I so can't wait until saterday for the chukar opener. I am sick of hunting for grouse and not finding anything. Does anyone in here use a chukar call when hunting? I am going to try it this year. Hopefully don't sound like a psycho chukar. How often and how loud should I make calls?


----------



## Trooper (Oct 18, 2007)

Not very often. 

Come to think of it, maybe you should use it a lot- what do I know? Here's what I have done, couldn't tell you if its the best system in the whole world though- sometimes you hear a chuckar and start climbing. He chucks every so often and you head toward him. Eventually he stops. That's when I bust out the call and give it a couple chuks. A little better than half the time, he chuks again and off I go after him.

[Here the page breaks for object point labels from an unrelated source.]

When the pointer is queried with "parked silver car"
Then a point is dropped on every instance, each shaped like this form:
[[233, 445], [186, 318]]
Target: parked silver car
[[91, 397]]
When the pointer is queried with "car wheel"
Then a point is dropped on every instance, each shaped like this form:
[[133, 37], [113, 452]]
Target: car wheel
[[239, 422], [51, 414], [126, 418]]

I guess I figure if I know where he is- I lay off the call, but if I need a little guidance I'll give it a hit. The downside is, I suppose every chukar on the mountain looks right at you when you call, and 25% of the time, decide collectively to vamoose. 

You know just this very moment it occurrs to me that I probably ought to get myself and dog behind a rock before I start calling. Seems sort of obvious sitting here in my office, it must be hard to think with the blood pounding in your ears.


----------



## benjicunney (Jul 30, 2008)

any of you ever use a hawk call while chukar hunting? I have a hunting buddy that had always used a hawk call in Idaho growing up when he was bird hunting. He said it makes the birds stop in their tracks because they are scared?


----------



## jason.little (Sep 22, 2008)

My budy has a hawk call sound on his dogs collar, so when the dog is on point the hawk call goes of automatically. that way you can find your dog in thick bush, and also helps the birds hold. He said that it made a big difference with pheasant hunting. Never though about using a hawk call before heading up the hill though. Seem like a good idea.


----------



## blackdog (Sep 11, 2007)

I've heard several reports of and seen some very late broods this year. At least make sure they can fly before you shoot. I'm waiting until November.


----------



## coolgunnings (Sep 8, 2007)

I am ready for early season chukars. I have a guzzler picked out that I can drive to. My 22 is ready with scope. Cooler of beer, lawn chair, and speedo swim suit (so I can work on my sun tan). A cooler full of water for the dog, and a few dog cookies. Can't forget my chukar call. :shock:  :lol:


----------



## Trooper (Oct 18, 2007)

> I am ready for early season chukars. I have a guzzler picked out that I can drive to. My 22 is ready with scope. Cooler of beer, lawn chair, and speedo swim suit (so I can work on my sun tan). A cooler full of water for the dog, and a few dog cookies.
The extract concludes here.